(English Translation)

EX-10.12 22 v074779_ex10-13.htm
(English Translation)
 
Exhibit 10.12 
 
Purchase Contract
Contract Number: CF-JKY-007

Buyer: Beijing PKU Chinafront Technology CO., LTD. (“Party A”)

Seller: Beijing Qiankunjianye Science and Technology Development Co., Ltd. (“Party B”)
 
According to Contract Law of the People’s Republic of China and the relevant provisions, upon consultation, Party A and Party B enter into this Contract as follow based on the principle of amicable cooperation.

1. Definitions

1.1 Products or goods mean the purchased goods as set forth in the annex (totally two copies) hereof.

1.2 Delivery:

a. In the event the products or goods will be sent by Party B to the place named by Party A or will be taken by Party A itself, a delivery is deemed made if Party A or the consignee named by it signs for the products or goods.

b. In the event Party B is bound to arrange for carriage of the products or goods on behalf of Party A, a delivery is deemed made when Party B hands the equipments over to the first carrier.

c. If otherwise stipulated by the Parties, such stipulations shall prevail.

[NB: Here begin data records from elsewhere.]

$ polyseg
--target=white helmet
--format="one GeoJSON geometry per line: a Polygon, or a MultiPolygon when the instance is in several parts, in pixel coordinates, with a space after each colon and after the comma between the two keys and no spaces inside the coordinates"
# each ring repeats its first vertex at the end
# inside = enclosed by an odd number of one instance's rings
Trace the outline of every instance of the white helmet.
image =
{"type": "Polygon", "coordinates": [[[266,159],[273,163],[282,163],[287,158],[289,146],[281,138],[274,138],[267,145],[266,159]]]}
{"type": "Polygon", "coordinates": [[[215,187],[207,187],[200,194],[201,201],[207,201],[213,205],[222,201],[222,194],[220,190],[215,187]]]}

1.3 Delivery date means the date on which Party B delivers the products or goods to any of the following three parties:

a. Party A;

b. the consignee named by Party A;

c. the first carrier.

1.4 Time limit of payment means the deadline on or before which Party A shall pay the purchase price in the bank account of Party B.
 
2. Structure of the Contract  

2.1 Other than the terms and conditions of the Contract, detailed specification of the products, transaction details as well as other terms and conditions relating to the transaction which the Parties think necessary to ascertain and accept shall be separately set forth in the annexes which constitute integral parts of the Contract.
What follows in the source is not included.